Regularized Estimates of Model Parameters

What Is Regularization?

Regularization is the technique for specifying constraints on the flexibility of a model, thereby reducing uncertainty in the estimated parameter values.

Model parameters are obtained by fitting measured data to the predicted model response, such as a transfer function with three poles or a second-order state-space model. The model order is a measure of its flexibility — higher the order, the greater the flexibility. For example, a model with three poles is more flexible than one with two poles. Increasing the order causes the model to fit the observed data with increasing accuracy. However, the increased flexibility comes with the price of higher uncertainty in the estimates, measured by a higher value of random or variance error. On the other hand, choosing a model with too low an order leads to larger systematic errors. Such errors cannot be attributed to measurement noise and are also known as bias error.

Ideally, the parameters of a good model should minimize the mean square error (MSE), given by a sum of systematic error (bias) and random error (variance):

MSE = |Bias|² + Variance

The minimization is thus a tradeoff in constraining the model. A flexible (high order) model gives small bias and large variance, whereas a simpler (low order) model results in larger bias and smaller variance errors. Typically, you can investigate this tradeoff between bias and variance errors by cross-validation tests on a set of models of increasing flexibility. However, such tests do not always give full control in managing the parameter estimation behavior. For example:

You cannot use the known (a priori) information about the model to influence the quality of the fits.
In grey-box and other structured models, the order is fixed by the underlying ODEs and cannot be changed. If the data is not rich enough to capture the full range of dynamic behavior, this typically leads to high uncertainty in the estimated values.
Varying the model order does not let you explicitly shape the variance of the underlying parameters.

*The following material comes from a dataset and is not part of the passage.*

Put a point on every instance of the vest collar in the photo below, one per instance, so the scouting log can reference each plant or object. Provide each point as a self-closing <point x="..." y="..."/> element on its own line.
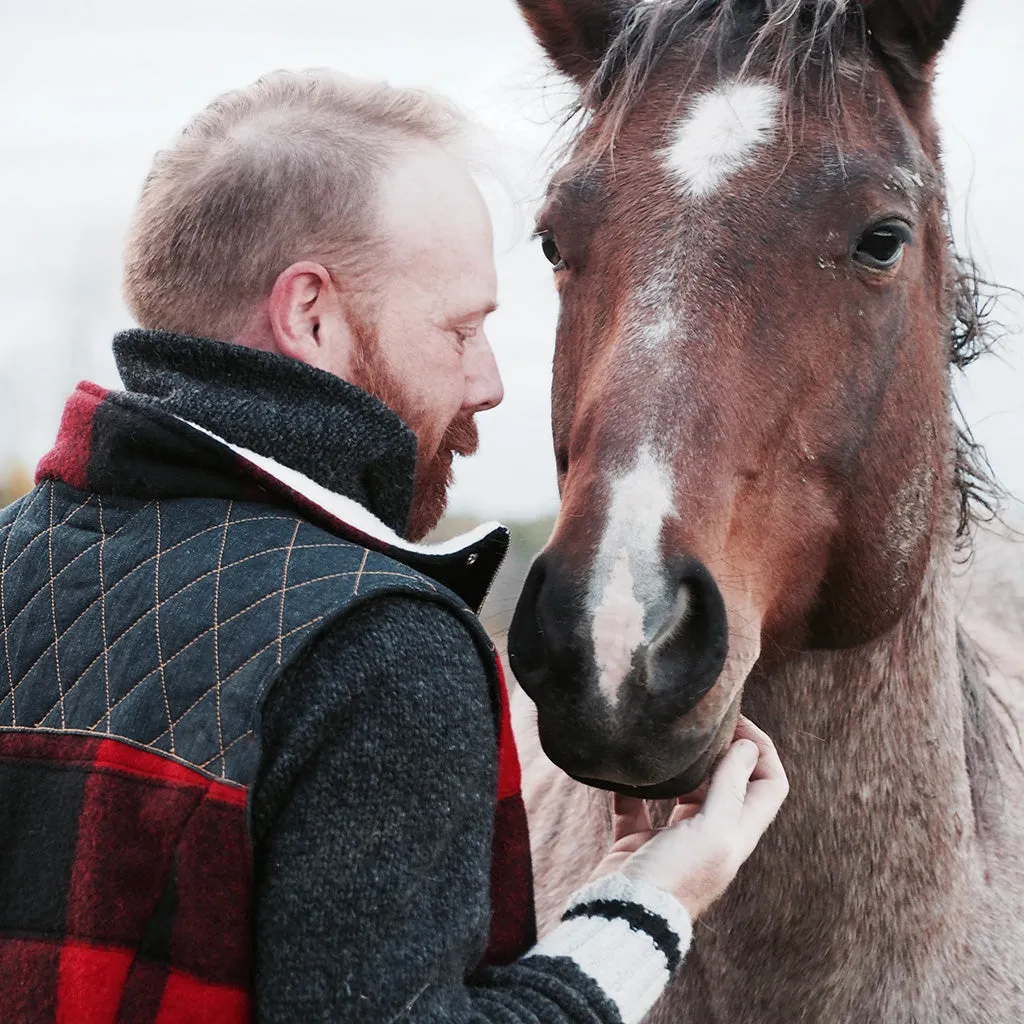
<point x="467" y="564"/>
<point x="311" y="422"/>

Regularization gives you a better control over the bias versus variance tradeoff by introducing an additional term in the minimization criterion that penalizes the model flexibility. Without regularization, for a model with one output and no weighting, the parameter estimates are obtained by minimizing a weighted quadratic norm of the prediction errors ε(t,θ):

$\begin{array}{l} V_{N} (θ) = \frac{1}{N} \sum_{t = 1}^{N} ε^{2} (t, θ) \end{array}$

where t is the time variable, N is the number of data samples, and ε(t,θ) is the predicted error computed as the difference between the observed output and the predicted output of the model.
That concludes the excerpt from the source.